Dans Abnégation Dal Farra se propose de dévoiler, tout en les questionnant, les coulisses et les bas-fonds du pouvoir politique. Après avoir fait des recherches sur l’histoire du PT et sur ces dix dernières années où la gauche brésilienne a gouverné, l’auteur s’intéresse à l’homo politicus contemporain : très vite séduit par l’idéologie néo-libérale une fois arrivé au pouvoir, oublieux de toutes les promesses historiques de réformes profondes, il se livre au jeu de la corruption, de l’autoritarisme et de la dissimulation, voire du crime, au profit de ses propres intérêts et de ceux du parti. Dans un huis clos à la campagne, Dal Farra met en scène cinq membres d’un parti politique au bord de l’abîme. Il n’y a pas de fable, mais un certain nombre de situations où les personnages, toujours sur le fil du rasoir, essaient d’exorciser leur mauvaise conscience, après avoir franchi une frontière éthique où les sphères privée et publique se confondent. Face à « l’accident », l’un d’entre eux doit faire preuve d’abnégation pour sauver le parti. Ces personnages, finement ciselées par Dal Farra, nous montrent ainsi la violence de l’instrumentalisation mise en œuvre par la machine politique libérale dont l’une des conséquences aurait été l’échec de la gauche, de ses idéaux et de ses utopies. À l’origine de cette dramaturgie que nous pourrions peut-être appeler dramaturgie de la faille – rien n’est dit, tout est suggéré, manipulé – se trouve un dialogue poreux, lacunaire, rythmé, où les phrases courtes, les silences, les non-dits, les sous-entendus, intensifient l’atmosphère de soupçon et de dissimulation d’un délit grave dont les conséquences dans la vie publique sont irréversibles.

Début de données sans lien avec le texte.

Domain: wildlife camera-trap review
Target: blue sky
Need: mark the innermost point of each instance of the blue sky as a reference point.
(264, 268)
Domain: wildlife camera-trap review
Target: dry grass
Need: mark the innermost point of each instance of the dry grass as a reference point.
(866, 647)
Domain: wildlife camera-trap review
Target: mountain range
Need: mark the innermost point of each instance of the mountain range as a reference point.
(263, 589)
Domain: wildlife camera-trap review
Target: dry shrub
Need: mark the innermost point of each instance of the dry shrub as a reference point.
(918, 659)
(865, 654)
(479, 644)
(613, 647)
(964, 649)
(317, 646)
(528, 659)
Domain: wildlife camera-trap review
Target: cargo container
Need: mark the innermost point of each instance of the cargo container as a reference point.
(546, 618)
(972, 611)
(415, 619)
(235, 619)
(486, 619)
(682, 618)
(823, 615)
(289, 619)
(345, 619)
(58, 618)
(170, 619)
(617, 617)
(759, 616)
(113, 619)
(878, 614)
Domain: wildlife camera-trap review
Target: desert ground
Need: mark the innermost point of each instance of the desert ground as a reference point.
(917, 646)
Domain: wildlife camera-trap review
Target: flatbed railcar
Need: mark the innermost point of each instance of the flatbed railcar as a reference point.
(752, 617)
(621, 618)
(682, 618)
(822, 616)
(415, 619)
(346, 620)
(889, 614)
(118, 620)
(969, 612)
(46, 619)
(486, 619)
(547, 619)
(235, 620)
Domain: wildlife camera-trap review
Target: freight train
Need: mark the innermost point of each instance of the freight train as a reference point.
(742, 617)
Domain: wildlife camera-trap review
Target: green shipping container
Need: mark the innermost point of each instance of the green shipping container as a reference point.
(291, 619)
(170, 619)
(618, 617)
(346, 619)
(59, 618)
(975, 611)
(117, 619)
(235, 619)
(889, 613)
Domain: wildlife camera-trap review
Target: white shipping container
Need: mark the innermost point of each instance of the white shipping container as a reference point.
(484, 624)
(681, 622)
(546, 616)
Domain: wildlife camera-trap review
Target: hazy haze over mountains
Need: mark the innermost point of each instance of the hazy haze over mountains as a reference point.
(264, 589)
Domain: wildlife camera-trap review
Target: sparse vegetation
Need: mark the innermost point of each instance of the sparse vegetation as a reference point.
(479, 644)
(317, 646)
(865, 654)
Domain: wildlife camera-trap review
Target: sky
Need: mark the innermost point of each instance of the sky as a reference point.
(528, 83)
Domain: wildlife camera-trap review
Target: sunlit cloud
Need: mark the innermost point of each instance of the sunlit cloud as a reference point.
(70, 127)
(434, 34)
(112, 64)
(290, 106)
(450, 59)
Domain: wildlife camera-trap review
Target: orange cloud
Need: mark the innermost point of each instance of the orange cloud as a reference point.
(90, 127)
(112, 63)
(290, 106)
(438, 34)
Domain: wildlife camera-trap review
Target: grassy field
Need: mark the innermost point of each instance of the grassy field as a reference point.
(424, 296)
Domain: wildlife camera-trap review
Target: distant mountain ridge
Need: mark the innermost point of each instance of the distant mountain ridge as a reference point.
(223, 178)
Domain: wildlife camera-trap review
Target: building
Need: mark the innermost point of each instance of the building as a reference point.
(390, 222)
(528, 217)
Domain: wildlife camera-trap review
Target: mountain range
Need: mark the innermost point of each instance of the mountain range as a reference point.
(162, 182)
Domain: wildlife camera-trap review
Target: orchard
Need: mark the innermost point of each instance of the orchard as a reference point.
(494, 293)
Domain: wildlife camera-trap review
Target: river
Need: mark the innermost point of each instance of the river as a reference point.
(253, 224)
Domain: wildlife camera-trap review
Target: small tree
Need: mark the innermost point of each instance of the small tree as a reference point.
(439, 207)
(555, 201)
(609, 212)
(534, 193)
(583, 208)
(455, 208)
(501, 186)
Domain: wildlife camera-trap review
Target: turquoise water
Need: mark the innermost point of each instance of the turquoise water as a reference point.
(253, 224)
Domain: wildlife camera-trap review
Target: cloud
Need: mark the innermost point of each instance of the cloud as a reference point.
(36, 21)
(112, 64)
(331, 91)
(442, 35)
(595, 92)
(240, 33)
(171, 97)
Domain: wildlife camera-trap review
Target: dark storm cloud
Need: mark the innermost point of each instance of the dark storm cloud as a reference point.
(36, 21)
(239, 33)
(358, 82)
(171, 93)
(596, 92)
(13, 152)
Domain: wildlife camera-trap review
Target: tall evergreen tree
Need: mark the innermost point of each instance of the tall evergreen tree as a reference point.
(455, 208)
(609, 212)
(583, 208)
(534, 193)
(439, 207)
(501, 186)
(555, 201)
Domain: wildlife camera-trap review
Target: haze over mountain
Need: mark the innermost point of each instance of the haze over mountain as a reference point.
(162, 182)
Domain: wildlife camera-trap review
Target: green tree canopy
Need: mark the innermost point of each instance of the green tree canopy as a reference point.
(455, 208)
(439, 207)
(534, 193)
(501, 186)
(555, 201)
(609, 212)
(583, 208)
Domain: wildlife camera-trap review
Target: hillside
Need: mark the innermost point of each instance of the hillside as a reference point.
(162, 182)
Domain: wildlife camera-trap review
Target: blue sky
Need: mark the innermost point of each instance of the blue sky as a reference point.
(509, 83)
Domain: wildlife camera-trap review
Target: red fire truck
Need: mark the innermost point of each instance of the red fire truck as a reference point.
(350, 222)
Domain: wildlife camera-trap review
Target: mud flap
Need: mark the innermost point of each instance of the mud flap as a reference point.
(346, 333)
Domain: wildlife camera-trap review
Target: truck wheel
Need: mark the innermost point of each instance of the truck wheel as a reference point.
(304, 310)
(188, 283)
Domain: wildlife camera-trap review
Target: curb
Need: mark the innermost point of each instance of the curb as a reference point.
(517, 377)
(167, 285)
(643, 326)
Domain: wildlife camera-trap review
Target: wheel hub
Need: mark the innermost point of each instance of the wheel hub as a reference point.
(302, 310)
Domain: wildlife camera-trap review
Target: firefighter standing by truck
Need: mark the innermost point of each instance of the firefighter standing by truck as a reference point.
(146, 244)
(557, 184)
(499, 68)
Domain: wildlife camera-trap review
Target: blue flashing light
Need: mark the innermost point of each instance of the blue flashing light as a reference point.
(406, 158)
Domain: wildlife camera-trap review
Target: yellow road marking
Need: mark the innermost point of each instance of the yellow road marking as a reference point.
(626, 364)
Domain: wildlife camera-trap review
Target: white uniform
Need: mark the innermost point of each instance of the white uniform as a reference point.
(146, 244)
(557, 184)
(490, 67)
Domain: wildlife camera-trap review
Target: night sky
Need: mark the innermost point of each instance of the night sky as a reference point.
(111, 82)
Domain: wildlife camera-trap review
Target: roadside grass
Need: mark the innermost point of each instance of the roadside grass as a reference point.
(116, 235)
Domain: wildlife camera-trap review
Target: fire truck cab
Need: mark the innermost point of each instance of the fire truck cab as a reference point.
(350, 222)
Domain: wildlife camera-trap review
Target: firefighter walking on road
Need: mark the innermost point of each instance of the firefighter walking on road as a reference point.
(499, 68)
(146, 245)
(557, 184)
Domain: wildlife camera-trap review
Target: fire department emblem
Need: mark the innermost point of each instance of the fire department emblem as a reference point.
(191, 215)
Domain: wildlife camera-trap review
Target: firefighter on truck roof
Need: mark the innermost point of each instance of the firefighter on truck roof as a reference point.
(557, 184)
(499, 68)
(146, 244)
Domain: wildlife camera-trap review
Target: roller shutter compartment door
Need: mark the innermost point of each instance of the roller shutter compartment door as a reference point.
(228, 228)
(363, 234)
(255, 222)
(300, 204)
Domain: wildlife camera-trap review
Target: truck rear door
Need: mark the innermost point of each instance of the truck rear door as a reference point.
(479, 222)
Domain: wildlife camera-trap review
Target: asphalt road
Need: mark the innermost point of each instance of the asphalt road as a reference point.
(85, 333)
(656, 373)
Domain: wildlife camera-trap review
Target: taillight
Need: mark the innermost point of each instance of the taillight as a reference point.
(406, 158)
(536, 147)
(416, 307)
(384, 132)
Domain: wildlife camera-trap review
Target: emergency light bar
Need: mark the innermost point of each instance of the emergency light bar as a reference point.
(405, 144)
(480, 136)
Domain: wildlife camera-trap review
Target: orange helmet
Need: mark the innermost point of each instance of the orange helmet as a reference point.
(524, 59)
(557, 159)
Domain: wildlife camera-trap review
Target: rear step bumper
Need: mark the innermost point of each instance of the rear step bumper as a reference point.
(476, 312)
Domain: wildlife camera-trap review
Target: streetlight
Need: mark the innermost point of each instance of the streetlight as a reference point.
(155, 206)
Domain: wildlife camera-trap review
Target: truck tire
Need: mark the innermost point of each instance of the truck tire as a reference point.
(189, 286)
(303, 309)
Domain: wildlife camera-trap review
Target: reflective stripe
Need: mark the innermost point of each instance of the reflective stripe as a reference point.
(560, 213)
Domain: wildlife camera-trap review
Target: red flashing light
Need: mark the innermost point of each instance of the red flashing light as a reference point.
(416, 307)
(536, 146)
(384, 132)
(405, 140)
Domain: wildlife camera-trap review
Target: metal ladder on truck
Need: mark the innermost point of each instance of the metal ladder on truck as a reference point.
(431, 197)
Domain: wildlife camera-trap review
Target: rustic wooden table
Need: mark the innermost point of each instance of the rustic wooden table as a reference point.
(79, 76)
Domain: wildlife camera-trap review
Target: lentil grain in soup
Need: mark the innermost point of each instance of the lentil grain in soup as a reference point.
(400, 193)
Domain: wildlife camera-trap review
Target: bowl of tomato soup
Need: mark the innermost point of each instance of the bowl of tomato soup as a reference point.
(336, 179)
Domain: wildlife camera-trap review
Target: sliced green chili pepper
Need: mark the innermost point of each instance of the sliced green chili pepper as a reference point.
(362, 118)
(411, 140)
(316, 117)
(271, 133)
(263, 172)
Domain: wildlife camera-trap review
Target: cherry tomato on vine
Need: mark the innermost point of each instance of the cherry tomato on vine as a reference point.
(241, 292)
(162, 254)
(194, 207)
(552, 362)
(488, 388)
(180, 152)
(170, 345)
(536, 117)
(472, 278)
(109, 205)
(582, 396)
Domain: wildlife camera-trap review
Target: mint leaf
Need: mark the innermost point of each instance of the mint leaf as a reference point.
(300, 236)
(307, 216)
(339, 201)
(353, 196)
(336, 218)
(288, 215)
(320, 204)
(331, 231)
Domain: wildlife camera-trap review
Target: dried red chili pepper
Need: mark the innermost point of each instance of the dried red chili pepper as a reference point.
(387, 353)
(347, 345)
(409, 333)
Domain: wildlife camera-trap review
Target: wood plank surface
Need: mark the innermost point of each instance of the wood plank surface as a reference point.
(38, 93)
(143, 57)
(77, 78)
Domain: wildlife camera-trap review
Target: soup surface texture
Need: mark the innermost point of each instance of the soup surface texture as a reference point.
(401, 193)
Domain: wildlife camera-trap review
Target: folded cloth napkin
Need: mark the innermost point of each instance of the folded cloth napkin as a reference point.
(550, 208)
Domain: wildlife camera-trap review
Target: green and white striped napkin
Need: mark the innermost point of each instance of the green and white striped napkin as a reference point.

À la fois théâtral et cinématographique – la longue didascalie initiale qui décrit l’arrivée de trente voitures noires dans la propriété rurale où aura lieu la réunion de certains membres du parti en témoigne – l’univers d’Alexandre Dal Farra nous met face à un monde trouble et implacable où politique et crime se côtoient dans une tension permanente. L’auteur est brésilien, le texte aussi. Mais les contradictions de la gauche, son effondrement, le désenchantement et la dépolitisation des masses qui renvoient à une crise sociale et politique sans précédents ne sont pas seulement brésiliennes : « Notre maintenant est cette turbulence » (H. Michaux).